"Jestem bardzo szczęśliwy ze zdobycia pierwszego gola w tych barwach" napisał Farida w komentarzu do jednego ze zdjęć na Instagramie. Na fotografii widniał piłkarz z jego twarzą z młodej kadry Juventusu, po zwycięstwie Starej Damy 3:1 nad Olympiakosem, w rozgrywkach Młodzieżowej Ligi Mistrzów - czytamy w Onet.pl.

Nic nie budziło by zastrzeżeń, gdyby nie fakt, że Farid nigdy nie grał w Juventusie. Na wspomnianym zdjęciu przy użyciu programu graficznego umieścił swoją twarz i nie było to jedyne tego typu oszustwo, jakiego się dopuścił. Przez wiele miesięcy do swojego konta dodawał podobne fotomontaże, a także fałszywe wywiady, okładki gazet.

Fikcja w którą się uwikłał wymknęła się spod kontroli, ale uwierzyło w nią zaskakująco wiele instytucji. Od magazynów sportowych, po młodych fanów proszących go na ulicy o autograf. Wszystko było banalnie proste, Farid po prostu kradł zdjęcia juniorów Juventusu i umiejętnie je obrabiał.
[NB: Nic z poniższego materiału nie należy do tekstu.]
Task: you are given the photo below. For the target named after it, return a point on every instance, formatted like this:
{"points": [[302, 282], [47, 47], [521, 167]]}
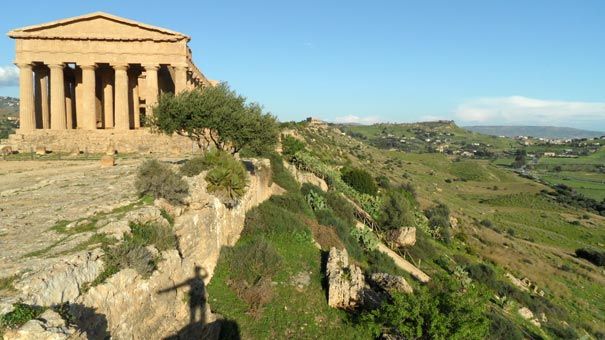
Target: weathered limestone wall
{"points": [[98, 141], [133, 307]]}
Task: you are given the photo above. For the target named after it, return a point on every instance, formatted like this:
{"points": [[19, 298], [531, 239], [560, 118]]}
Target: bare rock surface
{"points": [[346, 283], [391, 283], [49, 326], [126, 305], [35, 195]]}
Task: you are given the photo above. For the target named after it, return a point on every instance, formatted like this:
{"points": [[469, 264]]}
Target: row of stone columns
{"points": [[116, 106]]}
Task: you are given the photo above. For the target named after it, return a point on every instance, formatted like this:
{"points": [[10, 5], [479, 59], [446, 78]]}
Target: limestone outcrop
{"points": [[346, 283], [391, 283], [403, 237], [306, 177], [61, 282], [49, 326], [127, 305]]}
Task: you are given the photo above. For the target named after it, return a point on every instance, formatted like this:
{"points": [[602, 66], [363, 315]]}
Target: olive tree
{"points": [[216, 115]]}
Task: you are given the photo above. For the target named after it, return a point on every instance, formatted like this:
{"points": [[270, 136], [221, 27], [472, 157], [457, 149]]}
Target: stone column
{"points": [[134, 86], [107, 99], [57, 97], [80, 120], [151, 98], [69, 114], [122, 109], [89, 107], [42, 108], [180, 78], [27, 113]]}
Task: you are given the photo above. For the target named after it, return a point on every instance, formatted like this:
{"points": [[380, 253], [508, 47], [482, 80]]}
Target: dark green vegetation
{"points": [[226, 177], [252, 283], [594, 256], [21, 314], [219, 116], [359, 180], [499, 222], [443, 311], [160, 181]]}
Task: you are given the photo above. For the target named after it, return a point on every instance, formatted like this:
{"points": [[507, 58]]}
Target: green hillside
{"points": [[501, 224]]}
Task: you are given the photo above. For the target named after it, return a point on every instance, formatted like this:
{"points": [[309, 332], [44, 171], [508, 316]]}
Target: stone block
{"points": [[40, 150]]}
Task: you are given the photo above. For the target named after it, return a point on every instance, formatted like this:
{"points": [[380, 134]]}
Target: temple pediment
{"points": [[97, 26]]}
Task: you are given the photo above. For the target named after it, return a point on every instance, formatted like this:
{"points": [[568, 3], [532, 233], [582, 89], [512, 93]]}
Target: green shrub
{"points": [[159, 181], [360, 180], [594, 256], [502, 328], [227, 179], [290, 146], [397, 211], [446, 312], [281, 176], [439, 221], [271, 219], [315, 200], [341, 206], [21, 314]]}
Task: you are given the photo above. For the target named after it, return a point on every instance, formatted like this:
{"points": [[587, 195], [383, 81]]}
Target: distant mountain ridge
{"points": [[534, 131]]}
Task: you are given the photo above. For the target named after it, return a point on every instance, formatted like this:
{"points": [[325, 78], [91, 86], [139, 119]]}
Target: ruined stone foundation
{"points": [[98, 141]]}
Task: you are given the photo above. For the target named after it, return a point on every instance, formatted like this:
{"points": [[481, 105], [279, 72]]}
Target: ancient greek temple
{"points": [[98, 71], [91, 81]]}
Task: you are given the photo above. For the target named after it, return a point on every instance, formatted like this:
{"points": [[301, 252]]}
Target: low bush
{"points": [[397, 211], [501, 328], [159, 181], [340, 206], [594, 256], [445, 312], [270, 219], [227, 179], [439, 221], [292, 201], [151, 233], [194, 166], [360, 180], [343, 229]]}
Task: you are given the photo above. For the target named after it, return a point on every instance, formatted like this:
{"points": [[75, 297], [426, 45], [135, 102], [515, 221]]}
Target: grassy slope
{"points": [[543, 240]]}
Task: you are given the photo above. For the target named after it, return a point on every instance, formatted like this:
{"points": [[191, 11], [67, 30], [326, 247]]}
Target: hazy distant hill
{"points": [[9, 105], [535, 131]]}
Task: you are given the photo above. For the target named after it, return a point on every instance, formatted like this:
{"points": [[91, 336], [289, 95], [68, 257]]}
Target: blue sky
{"points": [[477, 62]]}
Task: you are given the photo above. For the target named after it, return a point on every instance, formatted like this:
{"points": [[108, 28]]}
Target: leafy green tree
{"points": [[216, 115], [447, 311], [397, 211], [360, 180]]}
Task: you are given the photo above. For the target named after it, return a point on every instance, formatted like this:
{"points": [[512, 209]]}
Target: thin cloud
{"points": [[9, 76], [349, 119], [523, 110]]}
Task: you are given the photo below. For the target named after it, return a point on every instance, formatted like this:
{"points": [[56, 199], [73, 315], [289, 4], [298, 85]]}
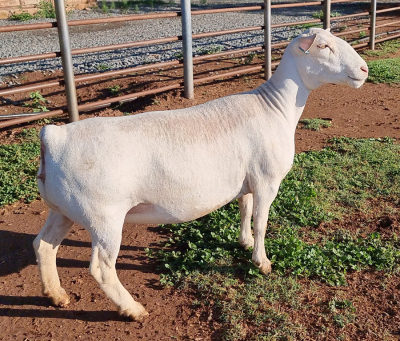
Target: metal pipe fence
{"points": [[189, 81]]}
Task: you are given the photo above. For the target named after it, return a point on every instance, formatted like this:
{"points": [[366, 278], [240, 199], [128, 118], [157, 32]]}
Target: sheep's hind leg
{"points": [[46, 245], [246, 210], [106, 243], [263, 199]]}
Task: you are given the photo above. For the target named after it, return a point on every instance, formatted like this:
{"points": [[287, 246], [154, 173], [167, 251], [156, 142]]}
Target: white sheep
{"points": [[175, 166]]}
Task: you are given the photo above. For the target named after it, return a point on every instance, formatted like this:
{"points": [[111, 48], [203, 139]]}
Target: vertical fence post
{"points": [[66, 58], [372, 28], [187, 48], [267, 39], [327, 14]]}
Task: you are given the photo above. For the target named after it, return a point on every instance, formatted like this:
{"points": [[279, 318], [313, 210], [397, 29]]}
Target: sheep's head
{"points": [[323, 58]]}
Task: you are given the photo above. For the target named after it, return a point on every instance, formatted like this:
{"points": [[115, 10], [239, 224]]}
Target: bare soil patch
{"points": [[372, 111]]}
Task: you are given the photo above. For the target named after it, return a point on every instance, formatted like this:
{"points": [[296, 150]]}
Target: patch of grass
{"points": [[207, 260], [315, 123], [320, 14], [315, 190], [385, 48], [45, 9], [18, 168], [384, 71], [250, 303], [23, 16]]}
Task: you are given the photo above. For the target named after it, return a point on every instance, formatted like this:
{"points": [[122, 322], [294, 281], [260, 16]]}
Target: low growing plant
{"points": [[38, 102], [315, 123]]}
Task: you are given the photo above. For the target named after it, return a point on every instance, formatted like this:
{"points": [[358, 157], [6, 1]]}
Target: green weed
{"points": [[37, 103], [45, 10], [322, 185], [18, 168], [315, 123]]}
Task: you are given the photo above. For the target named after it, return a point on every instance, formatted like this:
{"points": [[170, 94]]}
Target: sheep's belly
{"points": [[154, 214]]}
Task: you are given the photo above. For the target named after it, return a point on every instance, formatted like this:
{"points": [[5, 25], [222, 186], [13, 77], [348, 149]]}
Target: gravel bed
{"points": [[46, 40]]}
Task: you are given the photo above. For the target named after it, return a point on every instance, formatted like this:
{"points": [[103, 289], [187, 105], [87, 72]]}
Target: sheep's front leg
{"points": [[263, 199], [106, 240], [46, 245], [246, 211]]}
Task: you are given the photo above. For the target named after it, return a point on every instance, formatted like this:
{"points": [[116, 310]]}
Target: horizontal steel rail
{"points": [[350, 16], [388, 24], [89, 50], [388, 10], [298, 4], [218, 33], [93, 105], [84, 78], [102, 103], [26, 27]]}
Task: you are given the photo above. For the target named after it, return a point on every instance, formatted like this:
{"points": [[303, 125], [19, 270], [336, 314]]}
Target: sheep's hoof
{"points": [[265, 267], [134, 316], [60, 299]]}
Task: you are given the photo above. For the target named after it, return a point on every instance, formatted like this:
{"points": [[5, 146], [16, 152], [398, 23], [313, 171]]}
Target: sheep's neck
{"points": [[285, 93]]}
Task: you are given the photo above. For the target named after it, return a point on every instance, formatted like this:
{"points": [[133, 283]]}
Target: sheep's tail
{"points": [[42, 165]]}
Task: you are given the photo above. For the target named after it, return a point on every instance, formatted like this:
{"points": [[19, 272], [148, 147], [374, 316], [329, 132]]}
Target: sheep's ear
{"points": [[306, 42]]}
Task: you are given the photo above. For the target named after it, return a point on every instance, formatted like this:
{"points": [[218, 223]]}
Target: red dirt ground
{"points": [[372, 111]]}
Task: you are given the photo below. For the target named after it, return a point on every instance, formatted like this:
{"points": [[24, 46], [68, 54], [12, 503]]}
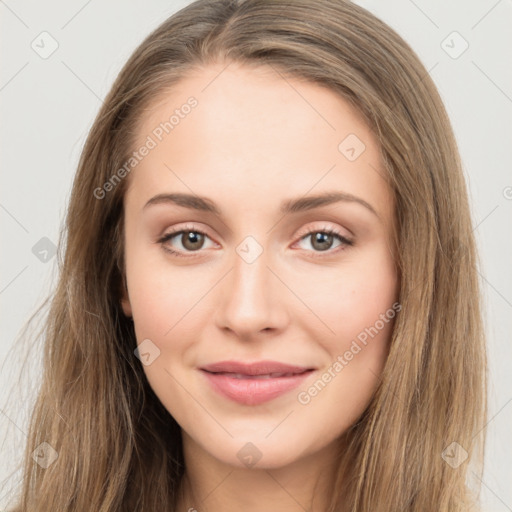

Został zdemaskowany po tym, jak meksykańskie gazety poświęciły mu duży reportaż. Jego konto na Instagramie obserwowało już 16 tysięcy osób, a przed tak dużą liczbą osób trudno było ukryć prawdę. Obecnie wszystkie jego profile zostały zablokowane, a zdemaskowany oszust przyznał, że nigdy nie był nawet piłkarzem.